US Economy with Robust Growth
The OECD expects the USA to continue growing robustly over the next two years. Factors sustaining momentum there are the reindustrialization of the US economy, gains in employment and higher consumer spending. The OECD forecasts growth of 2.0 percent in the year ahead and 2.2 percent in 2017.
GDP Trends in 2016
Sources – worldwide: IMF; Asia: ADB; China: ADB; India: ADB; Japan: OECD; USA: OECD; Europe: OECD; Germany: IMF
Growth Prospects in Asia Remain Good
In 2016, Asia will increase its economic output at a rate similar to the year before. According to the Asian Development Bank (ADB), Asian economies will expand by 6.0 percent compared with 2015. Though the days of double-digit growth are over in China, the economy is still expanding at a high single-digit percentage rate, and the ADB expects to see growth of 6.7 percent. The OECD anticipates growth of 6.2 percent in 2017. In India, strong domestic demand is providing new impetus to the country’s economy. The ADB estimates that GDP in India will climb by 7.8 percent in 2016. Forecasters also expect the Japanese economy to pick up pace again slightly in 2016, after its weak advance last year. The OECD predicts 1.0 percent year-over-year growth, with 0.5 percent in 2017.
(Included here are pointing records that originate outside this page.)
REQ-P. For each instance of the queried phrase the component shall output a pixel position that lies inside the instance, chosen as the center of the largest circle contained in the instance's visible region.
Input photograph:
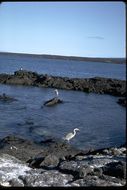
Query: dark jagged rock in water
(52, 102)
(56, 163)
(122, 101)
(98, 85)
(7, 98)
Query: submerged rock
(100, 85)
(6, 98)
(55, 163)
(52, 102)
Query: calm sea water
(101, 120)
(80, 69)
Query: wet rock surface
(6, 98)
(56, 163)
(96, 85)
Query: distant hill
(74, 58)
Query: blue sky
(87, 29)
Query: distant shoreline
(72, 58)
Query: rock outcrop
(55, 163)
(96, 85)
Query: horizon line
(67, 56)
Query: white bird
(56, 92)
(71, 135)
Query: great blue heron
(71, 135)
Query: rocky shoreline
(56, 163)
(98, 85)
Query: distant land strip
(73, 58)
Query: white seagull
(71, 135)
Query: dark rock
(84, 171)
(122, 101)
(47, 178)
(97, 84)
(50, 161)
(93, 181)
(98, 172)
(6, 98)
(117, 169)
(53, 102)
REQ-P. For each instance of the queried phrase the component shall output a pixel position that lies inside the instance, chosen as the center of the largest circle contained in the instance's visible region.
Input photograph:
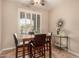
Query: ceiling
(49, 3)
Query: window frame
(31, 12)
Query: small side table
(60, 37)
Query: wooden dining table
(28, 38)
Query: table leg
(50, 52)
(60, 42)
(67, 43)
(23, 49)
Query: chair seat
(21, 43)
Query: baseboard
(7, 49)
(70, 51)
(74, 53)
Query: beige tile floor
(56, 53)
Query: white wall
(69, 12)
(0, 20)
(10, 14)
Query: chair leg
(44, 52)
(16, 52)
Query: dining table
(27, 38)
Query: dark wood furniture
(26, 38)
(19, 46)
(61, 38)
(37, 46)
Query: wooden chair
(37, 46)
(19, 46)
(31, 33)
(48, 44)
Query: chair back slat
(15, 39)
(39, 39)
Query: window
(29, 21)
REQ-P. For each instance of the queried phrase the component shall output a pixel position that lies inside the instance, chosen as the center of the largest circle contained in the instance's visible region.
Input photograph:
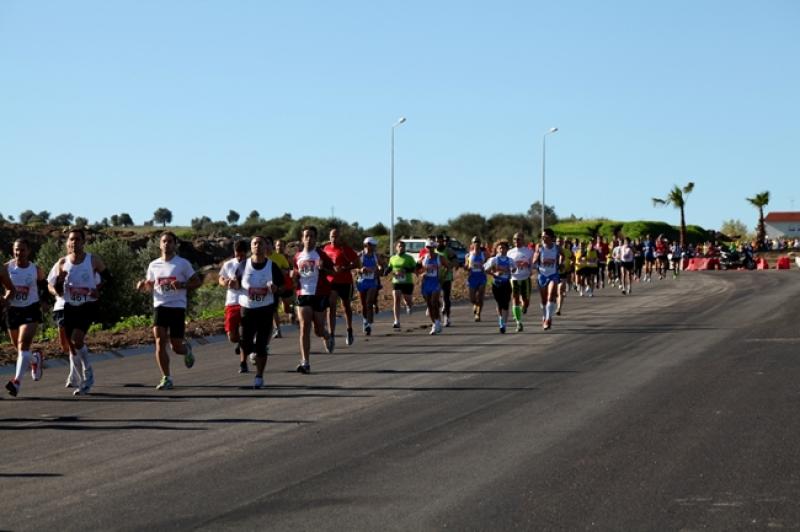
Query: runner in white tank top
(76, 282)
(25, 313)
European Recovery to Continue in 2016
Europe will continue to recover in 2016, according to the IMF. However, growth will remain burdened by the debt crisis, by fiscal consolidation in certain countries and by too little capital spending. The IMF projects a GDP gain of 1.7 percent for eurozone countries in 2016, with growth possibly also at 1.7 percent in 2017. The IMF expects Germany to grow by 1.7 percent in both 2016 and 2017. Ongoing low inflation and rising real wages have been bolstering household consumption and are having a positive impact on growth.